だが同情している場合ではない。時間はない。この状況下において、今後どのように調査展開をすべきか瞬時に判断し、的確に行動しなければならない。ここで、一気呵成に社長、息子を攻めるべきか、息子の部屋の現物確認や事情聴取か、社長に時間を与え、考えさせて真実を引き出すべきか迷っていた。経験豊富な先輩達から“機動的、効果的な調査を展開せよ”と檄を飛ばされていたからだった。

このようなときは冷静になり、先輩や信頼のおける上司に相談すべきではないかと思い、税理士へ「ちょっと、外へ出てきますので、ゆっくりと社長と相談して下さい。」と述べ、師走でごった返している一階へ降りた。路地を抜けて大通りまでゆっくりと歩きながら今後、どうすべきか考えた。だが、もう時間はない。ビルの向こうには夕闇が迫っていた。

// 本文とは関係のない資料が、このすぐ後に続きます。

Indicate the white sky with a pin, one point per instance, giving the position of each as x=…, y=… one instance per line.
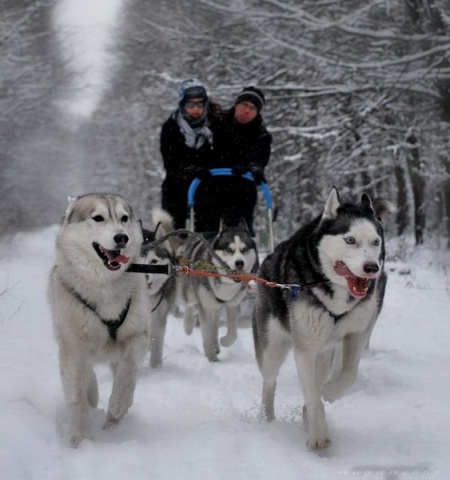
x=85, y=29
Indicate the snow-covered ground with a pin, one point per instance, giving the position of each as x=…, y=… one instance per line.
x=194, y=420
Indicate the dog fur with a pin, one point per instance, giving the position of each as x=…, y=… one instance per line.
x=99, y=311
x=235, y=246
x=162, y=289
x=341, y=256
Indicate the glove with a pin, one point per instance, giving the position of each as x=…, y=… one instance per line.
x=239, y=170
x=258, y=174
x=202, y=173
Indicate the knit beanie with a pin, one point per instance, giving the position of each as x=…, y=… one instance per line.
x=191, y=88
x=253, y=95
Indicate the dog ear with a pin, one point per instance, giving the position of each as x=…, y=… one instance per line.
x=242, y=225
x=332, y=204
x=366, y=204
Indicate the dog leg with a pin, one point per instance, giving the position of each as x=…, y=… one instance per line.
x=232, y=321
x=75, y=379
x=92, y=388
x=352, y=348
x=270, y=362
x=209, y=323
x=158, y=325
x=317, y=426
x=124, y=381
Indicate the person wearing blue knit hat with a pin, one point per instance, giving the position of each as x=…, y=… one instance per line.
x=186, y=145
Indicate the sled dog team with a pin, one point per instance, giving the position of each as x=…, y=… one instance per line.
x=329, y=291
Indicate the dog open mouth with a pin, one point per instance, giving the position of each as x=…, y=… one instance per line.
x=357, y=286
x=111, y=258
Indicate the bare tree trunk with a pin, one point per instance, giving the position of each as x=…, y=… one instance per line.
x=416, y=171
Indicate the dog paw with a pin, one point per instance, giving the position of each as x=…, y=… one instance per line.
x=77, y=437
x=228, y=340
x=332, y=391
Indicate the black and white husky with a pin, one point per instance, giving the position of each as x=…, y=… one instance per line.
x=161, y=288
x=333, y=268
x=237, y=249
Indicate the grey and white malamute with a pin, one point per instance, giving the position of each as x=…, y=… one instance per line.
x=161, y=288
x=100, y=312
x=234, y=246
x=333, y=268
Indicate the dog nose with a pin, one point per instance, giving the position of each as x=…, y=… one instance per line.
x=371, y=268
x=121, y=239
x=239, y=264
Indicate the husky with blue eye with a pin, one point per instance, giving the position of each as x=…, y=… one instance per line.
x=100, y=312
x=334, y=266
x=236, y=248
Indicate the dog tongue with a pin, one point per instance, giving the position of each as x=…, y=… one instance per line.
x=120, y=259
x=357, y=286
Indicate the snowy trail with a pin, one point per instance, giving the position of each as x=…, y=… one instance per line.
x=197, y=420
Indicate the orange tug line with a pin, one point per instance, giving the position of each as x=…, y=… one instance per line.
x=293, y=287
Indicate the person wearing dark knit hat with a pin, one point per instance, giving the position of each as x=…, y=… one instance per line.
x=186, y=145
x=243, y=144
x=253, y=95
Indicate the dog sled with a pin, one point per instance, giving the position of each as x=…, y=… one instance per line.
x=248, y=176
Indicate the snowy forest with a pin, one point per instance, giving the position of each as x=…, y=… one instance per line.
x=358, y=96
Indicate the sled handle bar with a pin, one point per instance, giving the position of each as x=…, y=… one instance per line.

大通り沿いの電話ボックスをみつけ、10円玉を数枚入れ、上司に電話をかけた。そして今日の出来事を端的に報告するとともに、今後どうすべきか迷っている旨を伝えた。上司は「良くやった。現金売上除外の発見は素晴らしい。今から言うことをよく聞きなさい。」と指示された。私はほっと安堵し、そして決断した。